When Nvidia took the wraps off the monstrous new Pascal graphics processor as part its Tesla P100 board announcement at the company’s GTC keynote on Tuesday, it provided just enough technical information to tantalize: 15 billion transistors, more than twice as many as big Maxwell GPUs! 16GB of blazing-fast, second-gen high-bandwidth memory! Nvidia’s first-ever chip built with 16nm transistors! And so on. But what the company didn’t reveal (besides news about consumer Pascal graphics cards) was nitty-gritty Pascal architecture information. You know, the stuff that graphics card geeks geek out over.

But fear not: Nvidia’s supplied all that juicy information in a supplementary Pascal tech deep dive for developers.

The details reveal some interesting nuggets. While the Pascal GP100 GPU features smaller 16nm transistors than the Titan X, which was built on 28nm technology, its die is actually roughly the same size, at 600mm squared. Pascal puts the space to more efficient use though, stuffing up to 3840 CUDA cores and 240 texture units into 64 streaming multiprocessors (SM) in its most technically capable configuration. By comparison, the most potent Maxwell GPU, found in the Titan X and Tesla M40, features 3072 CUDA cores. The version found in the Tesla P100 has 56 SMs and 3584 CUDA cores enabled.

Here’s a block diagram of the Pascal GP100 architecture overall. (Blame Nvidia for the small size, though you can click the image to enlarge it.)

pascal 100 gpu block diagram — A block diagram of Nvidia’s Pascal GPU.

And here’s a closer look at the design of each of Pascal’s streaming multiprocessors, each of which packs 64 single-precision (FP32) CUDA cores and 32 double-precision (FP64) CUDA units, which is good for 10.6 teraflops of single-precision floating-point performance and 5.3 teraflops of double-precision performance, respectively. Here’s a closer look at Pascal’s SM design:

pascal 100 gpu streaming multiprocessor — A block diagram of the Pascal GPU’s streaming multiprocessors.
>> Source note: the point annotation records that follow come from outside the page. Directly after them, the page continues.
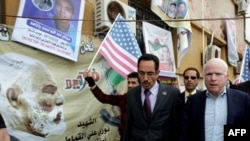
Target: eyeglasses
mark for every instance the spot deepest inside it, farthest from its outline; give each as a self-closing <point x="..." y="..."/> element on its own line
<point x="187" y="77"/>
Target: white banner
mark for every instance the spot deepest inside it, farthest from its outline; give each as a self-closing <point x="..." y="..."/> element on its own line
<point x="231" y="42"/>
<point x="50" y="26"/>
<point x="158" y="41"/>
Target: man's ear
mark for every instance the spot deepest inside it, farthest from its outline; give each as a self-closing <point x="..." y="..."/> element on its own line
<point x="13" y="95"/>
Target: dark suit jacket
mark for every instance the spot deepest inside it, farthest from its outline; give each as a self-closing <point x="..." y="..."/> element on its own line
<point x="194" y="114"/>
<point x="161" y="127"/>
<point x="244" y="86"/>
<point x="182" y="97"/>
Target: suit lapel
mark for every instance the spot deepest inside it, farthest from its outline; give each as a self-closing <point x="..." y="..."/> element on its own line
<point x="140" y="104"/>
<point x="230" y="106"/>
<point x="161" y="96"/>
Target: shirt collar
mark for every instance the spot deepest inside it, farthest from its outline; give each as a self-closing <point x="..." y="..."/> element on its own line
<point x="154" y="89"/>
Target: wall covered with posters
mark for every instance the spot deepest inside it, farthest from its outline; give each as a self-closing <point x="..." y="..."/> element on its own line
<point x="45" y="97"/>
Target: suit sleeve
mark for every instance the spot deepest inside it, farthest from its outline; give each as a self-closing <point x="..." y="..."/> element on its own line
<point x="105" y="98"/>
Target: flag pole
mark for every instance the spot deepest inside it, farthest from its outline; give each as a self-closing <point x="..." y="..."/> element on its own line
<point x="91" y="63"/>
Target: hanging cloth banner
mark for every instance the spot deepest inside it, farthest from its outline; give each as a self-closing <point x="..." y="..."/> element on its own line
<point x="50" y="26"/>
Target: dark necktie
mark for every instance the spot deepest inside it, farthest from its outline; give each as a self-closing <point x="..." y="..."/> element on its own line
<point x="147" y="105"/>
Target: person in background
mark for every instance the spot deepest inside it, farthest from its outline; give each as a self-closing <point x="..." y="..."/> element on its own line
<point x="4" y="136"/>
<point x="151" y="105"/>
<point x="190" y="79"/>
<point x="208" y="111"/>
<point x="242" y="86"/>
<point x="116" y="100"/>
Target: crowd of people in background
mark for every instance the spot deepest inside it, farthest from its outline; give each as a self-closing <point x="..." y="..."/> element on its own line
<point x="153" y="111"/>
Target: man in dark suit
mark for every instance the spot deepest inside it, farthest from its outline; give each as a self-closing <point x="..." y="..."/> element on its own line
<point x="208" y="111"/>
<point x="151" y="116"/>
<point x="190" y="79"/>
<point x="243" y="86"/>
<point x="117" y="99"/>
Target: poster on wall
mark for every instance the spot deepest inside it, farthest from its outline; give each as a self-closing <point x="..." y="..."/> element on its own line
<point x="175" y="13"/>
<point x="51" y="26"/>
<point x="247" y="22"/>
<point x="44" y="97"/>
<point x="158" y="41"/>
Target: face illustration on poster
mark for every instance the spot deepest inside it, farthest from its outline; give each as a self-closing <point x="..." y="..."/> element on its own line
<point x="44" y="5"/>
<point x="31" y="102"/>
<point x="172" y="10"/>
<point x="181" y="9"/>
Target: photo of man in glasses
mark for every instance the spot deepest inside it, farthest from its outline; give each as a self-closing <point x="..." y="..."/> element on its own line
<point x="190" y="79"/>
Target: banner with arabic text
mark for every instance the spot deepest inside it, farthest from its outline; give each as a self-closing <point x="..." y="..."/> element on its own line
<point x="50" y="26"/>
<point x="44" y="97"/>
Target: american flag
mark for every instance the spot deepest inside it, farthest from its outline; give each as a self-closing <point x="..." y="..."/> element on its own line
<point x="245" y="74"/>
<point x="120" y="47"/>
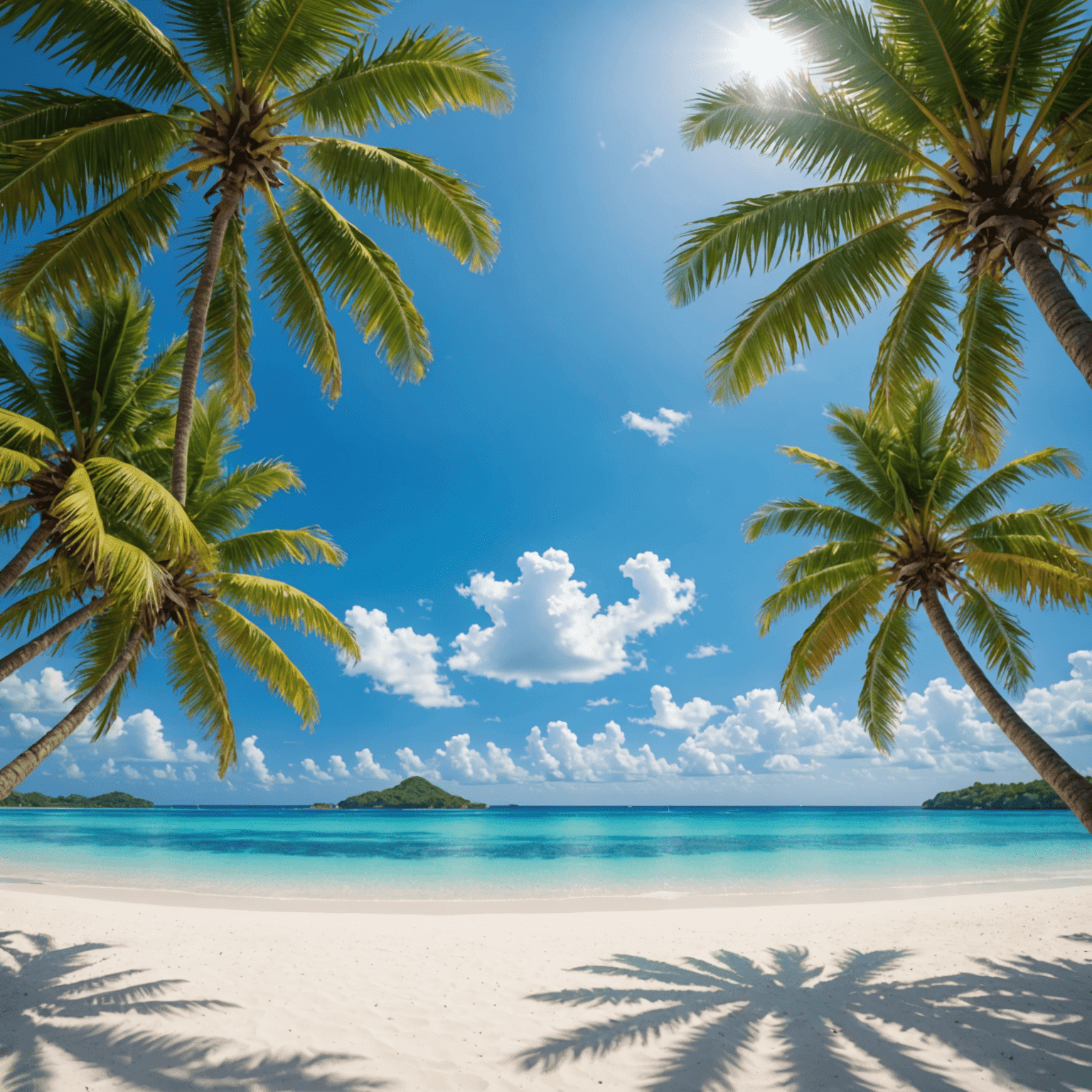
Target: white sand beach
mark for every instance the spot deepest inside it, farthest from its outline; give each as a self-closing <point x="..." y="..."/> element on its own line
<point x="984" y="990"/>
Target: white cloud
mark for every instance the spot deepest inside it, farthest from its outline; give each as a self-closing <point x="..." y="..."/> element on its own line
<point x="648" y="157"/>
<point x="661" y="427"/>
<point x="367" y="767"/>
<point x="314" y="774"/>
<point x="545" y="629"/>
<point x="49" y="694"/>
<point x="255" y="758"/>
<point x="399" y="661"/>
<point x="689" y="717"/>
<point x="703" y="651"/>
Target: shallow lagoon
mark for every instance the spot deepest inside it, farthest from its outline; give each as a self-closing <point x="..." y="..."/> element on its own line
<point x="535" y="853"/>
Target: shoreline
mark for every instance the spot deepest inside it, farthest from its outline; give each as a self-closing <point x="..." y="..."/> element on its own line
<point x="562" y="904"/>
<point x="955" y="992"/>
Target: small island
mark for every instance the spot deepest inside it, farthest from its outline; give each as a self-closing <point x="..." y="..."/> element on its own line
<point x="412" y="793"/>
<point x="105" y="801"/>
<point x="1019" y="796"/>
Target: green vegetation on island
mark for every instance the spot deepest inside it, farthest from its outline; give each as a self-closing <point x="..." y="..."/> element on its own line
<point x="1019" y="796"/>
<point x="105" y="801"/>
<point x="412" y="793"/>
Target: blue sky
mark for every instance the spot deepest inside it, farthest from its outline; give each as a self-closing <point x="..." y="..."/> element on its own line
<point x="515" y="444"/>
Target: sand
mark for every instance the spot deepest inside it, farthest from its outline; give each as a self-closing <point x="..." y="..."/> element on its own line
<point x="984" y="990"/>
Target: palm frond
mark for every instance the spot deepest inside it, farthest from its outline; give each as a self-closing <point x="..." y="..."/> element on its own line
<point x="411" y="191"/>
<point x="804" y="129"/>
<point x="263" y="550"/>
<point x="82" y="166"/>
<point x="287" y="606"/>
<point x="195" y="674"/>
<point x="1000" y="637"/>
<point x="291" y="42"/>
<point x="94" y="252"/>
<point x="821" y="299"/>
<point x="845" y="619"/>
<point x="136" y="499"/>
<point x="992" y="491"/>
<point x="119" y="566"/>
<point x="260" y="656"/>
<point x="363" y="279"/>
<point x="26" y="435"/>
<point x="112" y="37"/>
<point x="297" y="299"/>
<point x="887" y="668"/>
<point x="417" y="75"/>
<point x="913" y="340"/>
<point x="829" y="570"/>
<point x="764" y="230"/>
<point x="987" y="367"/>
<point x="803" y="517"/>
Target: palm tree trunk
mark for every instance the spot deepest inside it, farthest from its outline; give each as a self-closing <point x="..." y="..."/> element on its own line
<point x="1074" y="790"/>
<point x="30" y="550"/>
<point x="1051" y="294"/>
<point x="22" y="767"/>
<point x="34" y="648"/>
<point x="195" y="338"/>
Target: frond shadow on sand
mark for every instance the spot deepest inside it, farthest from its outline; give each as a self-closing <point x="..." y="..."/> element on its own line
<point x="1024" y="1024"/>
<point x="47" y="1002"/>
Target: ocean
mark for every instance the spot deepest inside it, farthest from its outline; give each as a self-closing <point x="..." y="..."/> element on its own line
<point x="542" y="853"/>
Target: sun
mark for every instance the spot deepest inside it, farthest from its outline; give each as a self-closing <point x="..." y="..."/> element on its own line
<point x="761" y="54"/>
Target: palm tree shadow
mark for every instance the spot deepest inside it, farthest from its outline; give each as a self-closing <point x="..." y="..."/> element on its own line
<point x="45" y="1006"/>
<point x="1024" y="1021"/>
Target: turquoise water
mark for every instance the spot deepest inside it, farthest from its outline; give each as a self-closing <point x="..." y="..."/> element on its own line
<point x="552" y="853"/>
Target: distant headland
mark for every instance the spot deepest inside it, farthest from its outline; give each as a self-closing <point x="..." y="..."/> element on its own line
<point x="1019" y="796"/>
<point x="412" y="793"/>
<point x="106" y="801"/>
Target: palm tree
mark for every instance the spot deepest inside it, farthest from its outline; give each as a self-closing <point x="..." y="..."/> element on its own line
<point x="71" y="425"/>
<point x="202" y="603"/>
<point x="941" y="129"/>
<point x="915" y="525"/>
<point x="309" y="67"/>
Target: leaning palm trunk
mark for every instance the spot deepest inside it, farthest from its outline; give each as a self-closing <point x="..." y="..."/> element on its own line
<point x="195" y="338"/>
<point x="18" y="769"/>
<point x="1075" y="790"/>
<point x="34" y="648"/>
<point x="1051" y="294"/>
<point x="28" y="552"/>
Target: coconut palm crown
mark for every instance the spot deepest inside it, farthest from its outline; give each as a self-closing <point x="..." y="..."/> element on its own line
<point x="242" y="85"/>
<point x="941" y="129"/>
<point x="914" y="527"/>
<point x="205" y="609"/>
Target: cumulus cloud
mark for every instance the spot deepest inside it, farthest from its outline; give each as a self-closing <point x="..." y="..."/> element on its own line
<point x="703" y="651"/>
<point x="545" y="629"/>
<point x="648" y="159"/>
<point x="556" y="756"/>
<point x="255" y="758"/>
<point x="49" y="694"/>
<point x="661" y="428"/>
<point x="689" y="717"/>
<point x="367" y="767"/>
<point x="399" y="661"/>
<point x="314" y="772"/>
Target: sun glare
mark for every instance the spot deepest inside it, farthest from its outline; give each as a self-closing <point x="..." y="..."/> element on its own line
<point x="761" y="54"/>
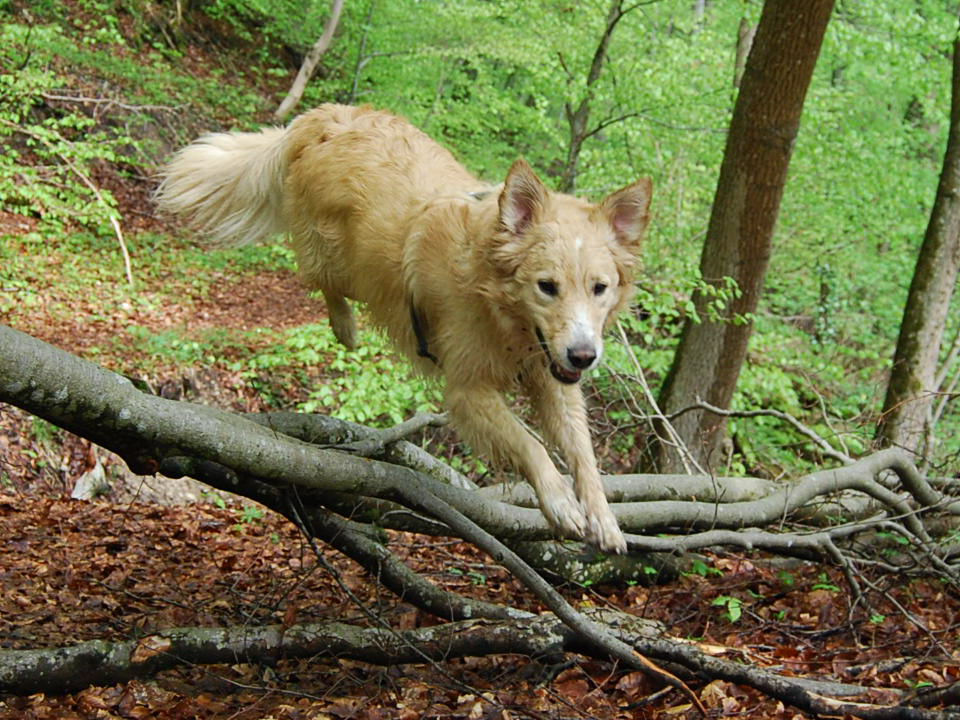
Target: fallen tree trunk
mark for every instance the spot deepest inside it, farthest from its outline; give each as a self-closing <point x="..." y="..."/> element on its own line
<point x="318" y="472"/>
<point x="543" y="637"/>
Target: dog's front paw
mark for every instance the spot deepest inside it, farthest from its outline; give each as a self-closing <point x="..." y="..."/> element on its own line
<point x="604" y="532"/>
<point x="563" y="512"/>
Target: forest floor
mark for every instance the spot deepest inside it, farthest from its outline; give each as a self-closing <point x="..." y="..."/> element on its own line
<point x="114" y="569"/>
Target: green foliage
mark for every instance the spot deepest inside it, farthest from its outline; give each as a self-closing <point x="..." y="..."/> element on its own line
<point x="368" y="385"/>
<point x="733" y="607"/>
<point x="491" y="79"/>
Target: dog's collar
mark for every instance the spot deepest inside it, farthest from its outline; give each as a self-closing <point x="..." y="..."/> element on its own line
<point x="419" y="324"/>
<point x="555" y="370"/>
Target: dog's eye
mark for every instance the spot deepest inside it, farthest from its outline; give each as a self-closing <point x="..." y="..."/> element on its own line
<point x="548" y="287"/>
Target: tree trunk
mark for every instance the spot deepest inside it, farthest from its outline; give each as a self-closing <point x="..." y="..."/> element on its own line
<point x="765" y="123"/>
<point x="906" y="409"/>
<point x="310" y="63"/>
<point x="579" y="117"/>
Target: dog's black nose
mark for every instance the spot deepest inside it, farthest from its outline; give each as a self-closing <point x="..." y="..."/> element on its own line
<point x="581" y="357"/>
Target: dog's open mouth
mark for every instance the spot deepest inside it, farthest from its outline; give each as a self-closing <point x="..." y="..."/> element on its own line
<point x="568" y="377"/>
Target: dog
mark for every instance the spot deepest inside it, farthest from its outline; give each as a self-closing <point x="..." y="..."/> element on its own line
<point x="495" y="289"/>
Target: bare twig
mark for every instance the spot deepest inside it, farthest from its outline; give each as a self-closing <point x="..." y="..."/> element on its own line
<point x="90" y="185"/>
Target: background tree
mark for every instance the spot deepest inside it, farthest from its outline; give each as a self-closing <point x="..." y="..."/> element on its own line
<point x="319" y="473"/>
<point x="763" y="131"/>
<point x="310" y="62"/>
<point x="906" y="417"/>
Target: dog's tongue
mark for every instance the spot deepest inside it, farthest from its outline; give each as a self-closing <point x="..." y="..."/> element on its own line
<point x="564" y="375"/>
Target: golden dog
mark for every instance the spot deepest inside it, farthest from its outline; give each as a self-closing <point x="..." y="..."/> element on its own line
<point x="495" y="289"/>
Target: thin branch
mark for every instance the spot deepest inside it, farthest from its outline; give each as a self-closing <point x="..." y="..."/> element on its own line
<point x="808" y="432"/>
<point x="90" y="185"/>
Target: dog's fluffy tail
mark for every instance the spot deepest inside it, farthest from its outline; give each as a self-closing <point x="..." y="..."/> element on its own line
<point x="229" y="184"/>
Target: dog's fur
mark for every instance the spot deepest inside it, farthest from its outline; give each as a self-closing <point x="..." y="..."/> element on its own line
<point x="496" y="289"/>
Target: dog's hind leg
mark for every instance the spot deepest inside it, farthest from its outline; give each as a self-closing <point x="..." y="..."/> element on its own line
<point x="341" y="318"/>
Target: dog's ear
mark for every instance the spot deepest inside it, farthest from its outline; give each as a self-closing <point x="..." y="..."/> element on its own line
<point x="628" y="212"/>
<point x="522" y="198"/>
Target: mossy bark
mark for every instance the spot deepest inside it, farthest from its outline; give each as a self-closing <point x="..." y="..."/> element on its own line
<point x="905" y="421"/>
<point x="764" y="128"/>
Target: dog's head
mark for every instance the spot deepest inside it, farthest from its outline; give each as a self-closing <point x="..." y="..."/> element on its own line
<point x="563" y="266"/>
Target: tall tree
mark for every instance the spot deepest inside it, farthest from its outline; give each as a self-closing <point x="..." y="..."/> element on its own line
<point x="765" y="123"/>
<point x="310" y="62"/>
<point x="910" y="392"/>
<point x="578" y="118"/>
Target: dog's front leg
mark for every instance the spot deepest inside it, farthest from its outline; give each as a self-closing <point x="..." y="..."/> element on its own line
<point x="483" y="419"/>
<point x="563" y="417"/>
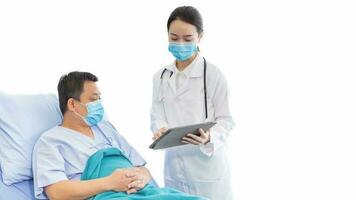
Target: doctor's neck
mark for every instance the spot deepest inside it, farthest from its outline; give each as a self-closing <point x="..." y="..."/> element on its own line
<point x="181" y="65"/>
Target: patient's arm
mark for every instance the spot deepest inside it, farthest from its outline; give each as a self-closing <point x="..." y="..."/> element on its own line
<point x="76" y="189"/>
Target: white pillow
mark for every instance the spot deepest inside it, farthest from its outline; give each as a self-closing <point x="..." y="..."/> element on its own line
<point x="23" y="118"/>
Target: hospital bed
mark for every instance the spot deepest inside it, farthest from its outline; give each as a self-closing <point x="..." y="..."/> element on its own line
<point x="18" y="191"/>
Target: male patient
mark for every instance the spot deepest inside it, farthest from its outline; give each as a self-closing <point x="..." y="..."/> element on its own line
<point x="60" y="154"/>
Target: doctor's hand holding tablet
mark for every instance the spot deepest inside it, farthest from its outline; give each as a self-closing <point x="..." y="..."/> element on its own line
<point x="190" y="106"/>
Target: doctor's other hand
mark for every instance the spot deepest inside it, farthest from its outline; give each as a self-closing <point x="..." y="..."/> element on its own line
<point x="196" y="140"/>
<point x="159" y="133"/>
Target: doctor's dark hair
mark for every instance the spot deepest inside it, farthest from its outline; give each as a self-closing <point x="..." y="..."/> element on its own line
<point x="71" y="86"/>
<point x="188" y="14"/>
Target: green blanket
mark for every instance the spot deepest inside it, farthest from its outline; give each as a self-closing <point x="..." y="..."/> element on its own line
<point x="105" y="161"/>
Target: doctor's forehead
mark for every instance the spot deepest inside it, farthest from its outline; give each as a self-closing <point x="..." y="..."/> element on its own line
<point x="181" y="28"/>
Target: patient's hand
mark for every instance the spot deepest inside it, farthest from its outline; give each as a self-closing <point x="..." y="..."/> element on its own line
<point x="142" y="177"/>
<point x="120" y="179"/>
<point x="159" y="133"/>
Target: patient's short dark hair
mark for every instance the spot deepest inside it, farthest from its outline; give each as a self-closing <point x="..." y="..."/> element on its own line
<point x="71" y="86"/>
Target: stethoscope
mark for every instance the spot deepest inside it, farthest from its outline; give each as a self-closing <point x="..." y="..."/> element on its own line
<point x="205" y="96"/>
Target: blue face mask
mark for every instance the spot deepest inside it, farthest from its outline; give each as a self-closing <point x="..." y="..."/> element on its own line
<point x="95" y="113"/>
<point x="182" y="51"/>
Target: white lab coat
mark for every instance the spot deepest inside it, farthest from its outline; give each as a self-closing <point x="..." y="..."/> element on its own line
<point x="201" y="170"/>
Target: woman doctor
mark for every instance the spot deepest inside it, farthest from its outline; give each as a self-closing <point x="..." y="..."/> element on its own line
<point x="188" y="91"/>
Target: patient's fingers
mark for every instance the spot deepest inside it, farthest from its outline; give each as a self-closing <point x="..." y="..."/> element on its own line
<point x="130" y="191"/>
<point x="138" y="184"/>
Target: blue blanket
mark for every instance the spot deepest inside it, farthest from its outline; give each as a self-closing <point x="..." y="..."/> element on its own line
<point x="105" y="161"/>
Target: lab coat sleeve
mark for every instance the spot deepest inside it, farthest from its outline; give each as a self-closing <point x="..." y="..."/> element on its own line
<point x="158" y="118"/>
<point x="220" y="101"/>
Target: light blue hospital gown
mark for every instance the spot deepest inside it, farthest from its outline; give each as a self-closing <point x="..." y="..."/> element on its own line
<point x="61" y="154"/>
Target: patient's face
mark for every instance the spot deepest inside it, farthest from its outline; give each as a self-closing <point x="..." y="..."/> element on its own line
<point x="90" y="93"/>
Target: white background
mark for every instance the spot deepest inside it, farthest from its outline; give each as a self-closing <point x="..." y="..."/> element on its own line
<point x="290" y="66"/>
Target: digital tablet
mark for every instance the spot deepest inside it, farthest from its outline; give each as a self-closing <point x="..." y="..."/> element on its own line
<point x="173" y="136"/>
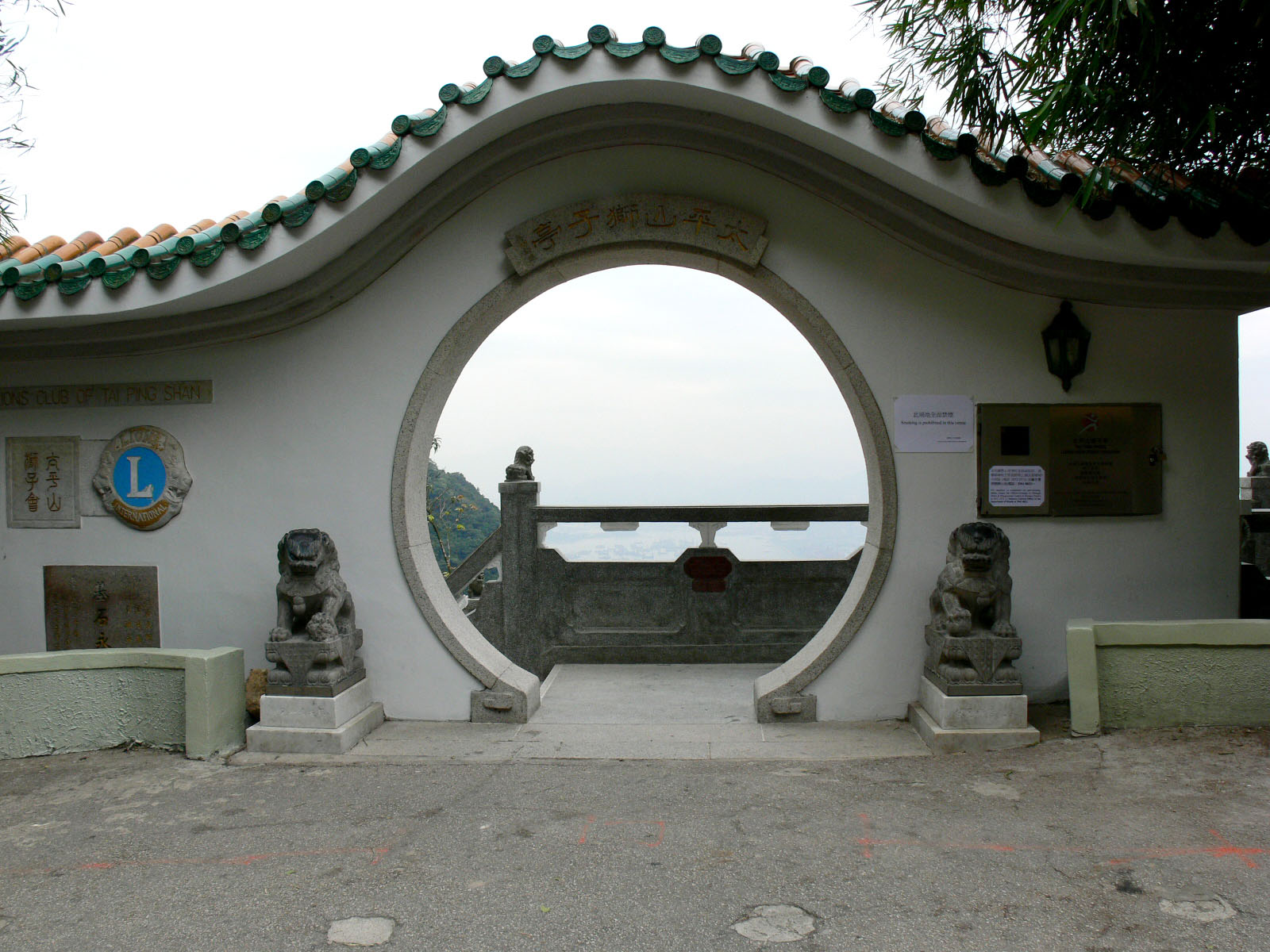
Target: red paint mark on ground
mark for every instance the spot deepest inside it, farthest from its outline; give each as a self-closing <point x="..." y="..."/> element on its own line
<point x="865" y="841"/>
<point x="378" y="852"/>
<point x="1225" y="848"/>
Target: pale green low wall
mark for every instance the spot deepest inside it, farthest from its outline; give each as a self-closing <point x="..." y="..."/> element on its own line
<point x="61" y="701"/>
<point x="1161" y="674"/>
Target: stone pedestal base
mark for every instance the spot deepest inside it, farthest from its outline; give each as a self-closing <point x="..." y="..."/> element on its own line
<point x="314" y="725"/>
<point x="956" y="724"/>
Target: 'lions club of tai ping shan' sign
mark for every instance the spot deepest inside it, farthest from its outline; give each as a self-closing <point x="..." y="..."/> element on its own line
<point x="143" y="478"/>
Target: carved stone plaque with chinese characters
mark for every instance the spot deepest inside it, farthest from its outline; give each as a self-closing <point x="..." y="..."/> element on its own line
<point x="101" y="606"/>
<point x="42" y="482"/>
<point x="666" y="220"/>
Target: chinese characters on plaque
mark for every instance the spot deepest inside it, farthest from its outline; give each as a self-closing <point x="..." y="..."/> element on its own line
<point x="681" y="220"/>
<point x="42" y="482"/>
<point x="101" y="606"/>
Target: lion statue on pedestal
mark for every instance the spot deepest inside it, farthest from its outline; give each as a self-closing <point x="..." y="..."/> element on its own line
<point x="313" y="598"/>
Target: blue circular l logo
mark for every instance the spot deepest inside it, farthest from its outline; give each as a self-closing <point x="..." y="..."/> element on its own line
<point x="140" y="478"/>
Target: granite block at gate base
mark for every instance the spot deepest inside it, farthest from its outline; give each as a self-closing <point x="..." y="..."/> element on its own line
<point x="315" y="668"/>
<point x="973" y="711"/>
<point x="321" y="712"/>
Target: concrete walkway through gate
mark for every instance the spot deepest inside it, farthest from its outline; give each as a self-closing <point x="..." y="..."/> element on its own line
<point x="632" y="712"/>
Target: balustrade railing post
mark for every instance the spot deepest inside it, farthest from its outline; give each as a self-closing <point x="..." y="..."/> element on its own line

Finally, here’s a full breakdown of the Tesla P100 GPU’s key tech specs, comparing it against the Maxwell-based Tesla M40 and Kepler-based Tesla K40.

All these numbers and diagrams are just the tip of the iceberg, though. Check out Nvidia’s Pascal GP100 introduction post for a far deeper dive into the new GPU’s capabilities (seriously—there’s a lot more). You’ll also want to check out PCWorld’s Pascal GPU coverage for more information about the rest of the chip, like its 16GB of second-gen HBM memory and ludicrously fast new NVLink interconnect technology. Remember: All these delicious goodies will drip down to consumer graphics cards sooner than later, with the first 16nm GeForce models expected to land later this year.